Sandcity baut Sandskultpuren

Wie aus Millionen von Sandkörnern in Heidenheim Kunstwerke entstehen

Die Künstlergruppe Sandcity arbeitet derzeit in der Heidenheimer Innenstadt. Wie Benno Lindel dazu kam, Sandskulpturen zu bauen, und wie die Künstler dabei vorgehen:

Wie aus Millionen von Sandkörnern in Heidenheim Kunstwerke entstehen

Sand ist ein Sinnbild für Unbeständigkeit. Wer auf Sand gebaut hat, kann nicht auf Dauer hoffen. Wer aus Sand baut, noch weniger. Die Kunstwerke, die an verschiedenen Stellen der Stadt entstanden sind oder noch entstehen, gibt es nur für wenige Wochen. Für die spanische Künstlerin Montserrat Cuesta macht aber gerade das den Reiz ihrer Arbeit aus: „Das ist die Magie unserer Kunst, dass sie vergänglich ist“, sagt sie. Sogar metaphorisch kann man diese Magie verstehen: „Nichts ist für die Ewigkeit“, meint Montserrat Cuesta. Ihr Mann Sergi Ramirez ergänzt: „Für mich ist unsere Sandkunst wie eine Theateraufführung, irgendwann ist die Vorstellung vorbei.“

Aus Barcelona nach Heidenheim

Das Ehepaar, das in der Nähe von Barcelona lebt, ist mehrere Monate im Jahr unterwegs und erschafft Skulpturen aus gepresstem Sand. In Heidenheim haben die beiden zusammen auf dem kleinen Schlossplatz eine Sandskulptur erstellt, in der viele markante und schöne Heidenheimer Gebäude wie das Konzerthaus, die Stadtbibliothek, die Pauluskirche und das Kunstmuseum in einem Ensemble vereint sind. Darüber thront das Schloss, einmal aus Sand und einmal aus Stein. „Das ist ein ganz besonderer Platz hier“, schwärmt Sergi Ramirez von der Kulisse, die aus bunten alten Fachwerkhäusern und der Rückseite des Elmar-Doch-Hauses besteht.

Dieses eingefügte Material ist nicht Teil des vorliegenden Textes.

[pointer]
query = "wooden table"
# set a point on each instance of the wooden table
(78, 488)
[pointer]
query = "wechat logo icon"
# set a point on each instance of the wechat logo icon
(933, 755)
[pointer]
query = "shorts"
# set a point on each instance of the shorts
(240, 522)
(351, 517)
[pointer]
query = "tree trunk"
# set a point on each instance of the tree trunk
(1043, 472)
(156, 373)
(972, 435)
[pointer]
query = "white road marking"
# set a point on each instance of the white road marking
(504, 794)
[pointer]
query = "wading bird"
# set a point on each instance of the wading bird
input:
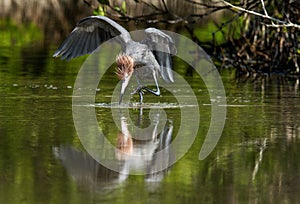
(147, 59)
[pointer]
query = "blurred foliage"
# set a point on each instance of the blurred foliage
(13, 34)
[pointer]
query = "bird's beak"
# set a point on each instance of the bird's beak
(124, 85)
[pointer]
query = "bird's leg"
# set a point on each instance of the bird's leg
(141, 96)
(157, 92)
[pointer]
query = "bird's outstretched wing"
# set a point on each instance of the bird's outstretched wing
(89, 33)
(163, 47)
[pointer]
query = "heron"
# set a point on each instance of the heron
(147, 59)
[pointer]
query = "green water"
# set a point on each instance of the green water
(43, 161)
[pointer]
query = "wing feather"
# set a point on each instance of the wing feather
(163, 47)
(89, 33)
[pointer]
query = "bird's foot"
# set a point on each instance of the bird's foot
(139, 90)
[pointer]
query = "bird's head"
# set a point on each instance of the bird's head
(124, 71)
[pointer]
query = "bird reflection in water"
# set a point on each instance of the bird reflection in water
(135, 153)
(138, 150)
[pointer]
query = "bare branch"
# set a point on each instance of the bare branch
(266, 16)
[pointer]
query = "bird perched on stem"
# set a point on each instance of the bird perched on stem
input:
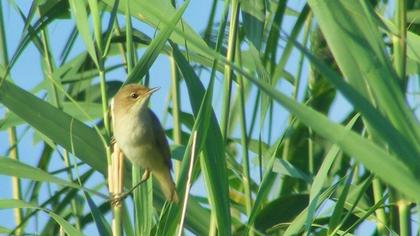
(141, 137)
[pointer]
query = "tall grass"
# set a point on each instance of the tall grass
(277, 151)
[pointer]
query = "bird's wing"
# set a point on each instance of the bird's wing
(160, 139)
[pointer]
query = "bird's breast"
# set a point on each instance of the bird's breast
(132, 132)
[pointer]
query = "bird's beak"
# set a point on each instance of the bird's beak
(152, 90)
(142, 100)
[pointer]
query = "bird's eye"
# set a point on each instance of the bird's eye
(134, 95)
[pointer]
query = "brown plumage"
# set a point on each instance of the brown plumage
(141, 137)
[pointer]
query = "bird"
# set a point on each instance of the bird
(141, 137)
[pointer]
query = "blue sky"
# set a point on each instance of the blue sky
(27, 73)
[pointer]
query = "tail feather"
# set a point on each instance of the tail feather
(167, 185)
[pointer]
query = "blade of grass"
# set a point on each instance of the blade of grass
(155, 47)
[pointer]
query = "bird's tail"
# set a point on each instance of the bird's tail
(167, 185)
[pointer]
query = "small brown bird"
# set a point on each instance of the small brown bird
(141, 137)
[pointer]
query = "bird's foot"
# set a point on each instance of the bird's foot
(117, 198)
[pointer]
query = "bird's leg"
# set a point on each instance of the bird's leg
(144, 178)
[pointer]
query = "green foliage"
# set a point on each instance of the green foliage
(257, 172)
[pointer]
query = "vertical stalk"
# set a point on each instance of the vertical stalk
(13, 151)
(175, 109)
(404, 217)
(48, 60)
(399, 41)
(382, 221)
(244, 141)
(227, 85)
(210, 22)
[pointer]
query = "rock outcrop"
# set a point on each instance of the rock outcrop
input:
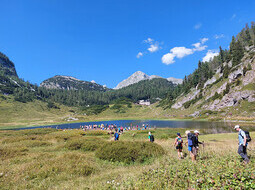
(218, 97)
(71, 83)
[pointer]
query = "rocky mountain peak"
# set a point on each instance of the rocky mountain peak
(71, 83)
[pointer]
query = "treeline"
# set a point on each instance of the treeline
(25, 92)
(206, 70)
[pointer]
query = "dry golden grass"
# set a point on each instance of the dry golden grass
(39, 159)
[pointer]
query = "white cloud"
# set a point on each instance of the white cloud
(199, 45)
(209, 55)
(140, 54)
(203, 40)
(168, 58)
(180, 52)
(217, 36)
(149, 40)
(197, 26)
(233, 17)
(153, 48)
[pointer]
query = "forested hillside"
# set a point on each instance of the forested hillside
(224, 64)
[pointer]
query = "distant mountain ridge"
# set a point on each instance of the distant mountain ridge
(71, 83)
(139, 76)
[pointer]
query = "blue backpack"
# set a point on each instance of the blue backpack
(190, 139)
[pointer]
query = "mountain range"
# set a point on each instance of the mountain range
(139, 76)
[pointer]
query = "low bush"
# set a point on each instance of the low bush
(129, 152)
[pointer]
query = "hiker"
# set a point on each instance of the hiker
(178, 143)
(151, 137)
(195, 143)
(190, 144)
(116, 136)
(242, 145)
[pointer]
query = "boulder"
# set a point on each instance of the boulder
(249, 77)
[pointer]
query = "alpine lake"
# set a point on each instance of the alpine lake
(206, 127)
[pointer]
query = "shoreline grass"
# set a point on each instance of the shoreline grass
(52, 159)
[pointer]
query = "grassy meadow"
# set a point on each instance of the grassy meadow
(76, 159)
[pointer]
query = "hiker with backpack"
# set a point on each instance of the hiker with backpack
(196, 143)
(193, 144)
(116, 135)
(151, 137)
(178, 143)
(244, 138)
(190, 144)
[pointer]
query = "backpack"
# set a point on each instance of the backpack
(116, 135)
(190, 139)
(248, 137)
(179, 141)
(152, 138)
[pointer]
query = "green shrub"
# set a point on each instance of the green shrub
(129, 152)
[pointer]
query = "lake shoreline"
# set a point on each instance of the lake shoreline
(55, 124)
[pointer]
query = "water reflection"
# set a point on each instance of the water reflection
(205, 126)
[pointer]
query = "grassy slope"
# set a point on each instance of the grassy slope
(13, 113)
(38, 159)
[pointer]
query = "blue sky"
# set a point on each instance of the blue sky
(100, 40)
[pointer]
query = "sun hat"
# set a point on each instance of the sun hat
(237, 127)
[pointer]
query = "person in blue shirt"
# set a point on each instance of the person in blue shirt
(242, 144)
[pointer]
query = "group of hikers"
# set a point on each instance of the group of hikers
(113, 127)
(193, 144)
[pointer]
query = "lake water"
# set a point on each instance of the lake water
(206, 126)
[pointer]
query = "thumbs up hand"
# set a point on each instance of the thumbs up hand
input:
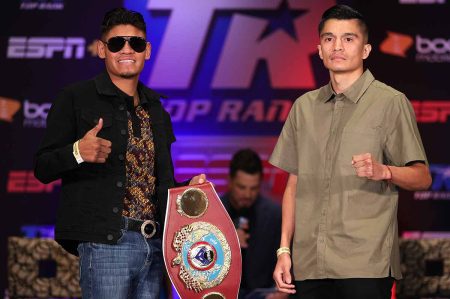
(92, 148)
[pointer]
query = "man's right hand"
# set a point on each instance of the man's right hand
(282, 274)
(92, 148)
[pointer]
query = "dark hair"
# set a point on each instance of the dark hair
(246, 160)
(122, 16)
(344, 12)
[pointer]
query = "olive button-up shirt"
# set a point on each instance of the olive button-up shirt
(345, 225)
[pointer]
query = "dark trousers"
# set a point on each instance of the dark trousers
(352, 288)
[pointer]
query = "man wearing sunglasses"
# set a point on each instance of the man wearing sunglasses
(109, 141)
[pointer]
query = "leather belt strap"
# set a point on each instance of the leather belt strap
(148, 228)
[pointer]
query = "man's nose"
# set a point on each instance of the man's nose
(337, 45)
(127, 48)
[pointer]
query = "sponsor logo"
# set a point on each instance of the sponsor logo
(422, 1)
(251, 37)
(35, 115)
(8, 108)
(231, 111)
(431, 50)
(42, 4)
(192, 157)
(431, 111)
(38, 231)
(23, 181)
(22, 47)
(440, 188)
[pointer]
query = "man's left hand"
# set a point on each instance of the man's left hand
(366, 166)
(198, 179)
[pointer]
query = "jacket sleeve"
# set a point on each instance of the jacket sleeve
(54, 156)
(171, 139)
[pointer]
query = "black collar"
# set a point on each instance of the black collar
(106, 87)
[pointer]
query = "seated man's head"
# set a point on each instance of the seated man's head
(246, 173)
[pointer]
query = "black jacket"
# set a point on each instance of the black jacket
(92, 194)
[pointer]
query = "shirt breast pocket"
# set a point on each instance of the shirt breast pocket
(89, 119)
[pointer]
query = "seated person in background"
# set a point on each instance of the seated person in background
(258, 223)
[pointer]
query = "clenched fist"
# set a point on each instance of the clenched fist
(366, 166)
(92, 148)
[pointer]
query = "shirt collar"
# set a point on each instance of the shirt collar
(353, 93)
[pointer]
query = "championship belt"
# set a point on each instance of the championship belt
(200, 245)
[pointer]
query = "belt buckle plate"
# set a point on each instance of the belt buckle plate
(144, 224)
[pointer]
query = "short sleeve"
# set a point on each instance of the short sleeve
(285, 155)
(403, 142)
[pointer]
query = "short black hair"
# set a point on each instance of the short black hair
(246, 160)
(345, 12)
(122, 16)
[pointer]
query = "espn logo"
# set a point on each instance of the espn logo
(431, 111)
(22, 47)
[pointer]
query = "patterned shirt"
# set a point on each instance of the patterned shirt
(140, 162)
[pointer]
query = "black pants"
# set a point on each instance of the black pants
(352, 288)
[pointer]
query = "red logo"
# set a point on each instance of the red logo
(23, 181)
(431, 111)
(396, 44)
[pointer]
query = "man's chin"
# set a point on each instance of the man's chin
(128, 75)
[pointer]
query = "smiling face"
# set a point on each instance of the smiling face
(126, 63)
(343, 46)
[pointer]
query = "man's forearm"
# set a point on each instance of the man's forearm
(414, 177)
(288, 212)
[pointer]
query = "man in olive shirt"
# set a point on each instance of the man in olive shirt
(347, 147)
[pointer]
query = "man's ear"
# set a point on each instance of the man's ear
(319, 48)
(366, 50)
(101, 49)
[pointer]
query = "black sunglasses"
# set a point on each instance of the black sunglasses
(116, 43)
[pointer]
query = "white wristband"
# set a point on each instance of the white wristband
(76, 153)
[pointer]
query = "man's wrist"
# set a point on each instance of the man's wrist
(282, 250)
(76, 153)
(388, 173)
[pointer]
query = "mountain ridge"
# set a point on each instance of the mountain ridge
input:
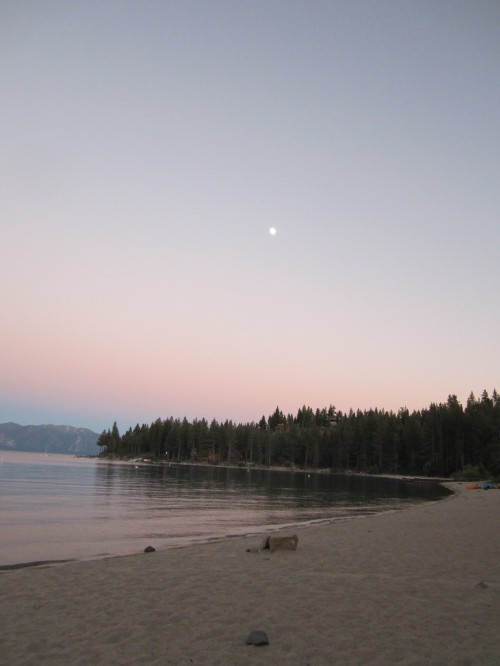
(48, 438)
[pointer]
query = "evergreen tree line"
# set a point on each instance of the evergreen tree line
(442, 440)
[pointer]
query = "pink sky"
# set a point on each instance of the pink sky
(148, 153)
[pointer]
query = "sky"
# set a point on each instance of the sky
(147, 148)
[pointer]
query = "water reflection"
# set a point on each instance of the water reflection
(60, 507)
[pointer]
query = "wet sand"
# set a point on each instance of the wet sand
(417, 586)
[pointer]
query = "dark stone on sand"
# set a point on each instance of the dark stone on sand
(257, 637)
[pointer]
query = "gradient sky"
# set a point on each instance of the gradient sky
(147, 148)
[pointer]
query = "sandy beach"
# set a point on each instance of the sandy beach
(418, 586)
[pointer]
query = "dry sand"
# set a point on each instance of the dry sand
(418, 586)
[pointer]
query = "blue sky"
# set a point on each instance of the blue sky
(149, 147)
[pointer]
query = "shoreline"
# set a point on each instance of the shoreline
(414, 586)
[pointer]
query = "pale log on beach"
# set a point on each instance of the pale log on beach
(418, 586)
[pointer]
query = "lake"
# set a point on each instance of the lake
(57, 507)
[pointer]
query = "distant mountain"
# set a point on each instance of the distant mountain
(48, 438)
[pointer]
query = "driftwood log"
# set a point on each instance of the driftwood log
(280, 543)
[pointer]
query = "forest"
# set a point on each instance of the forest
(443, 440)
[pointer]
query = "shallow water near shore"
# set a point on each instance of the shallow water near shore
(56, 507)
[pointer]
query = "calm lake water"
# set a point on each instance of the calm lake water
(56, 507)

Für mich ist unsere Sandkunst wie eine Theateraufführung, irgendwann ist die Vorstellung vorbei.

Sergi Ramirez, Sandkünstler

Das spanische Künstlerpaar gehört zur Truppe von Benno Lindel, der auch selbst am Bau der Sandkunstwerke beteiligt ist. Er organisiert die Auftritte der Sandkünstler in ganz Europa: „Ich habe einen Pool von ungefähr 30 Künstlerinnen und Künstlern und stelle je nach den individuellen Fähigkeiten Gruppen zusammen“, sagt er. Manche aus dem international gemischten Sandcity-Trupp sind tatsächlich studierte Künstler oder Bildhauer, andere haben sich ihre Fähigkeiten selbst angeeignet. So auch Benno Lindel selbst: „Ich bin eigentlich Bankkaufmann“, erzählt der Niedersachse. Beim Spanisch-Studium in Mexiko habe er zum ersten Mal Sandkünstler an der Küste gesehen. „Ich bin mit ihnen mitgetingelt und habe von ihnen gelernt“, berichtet er.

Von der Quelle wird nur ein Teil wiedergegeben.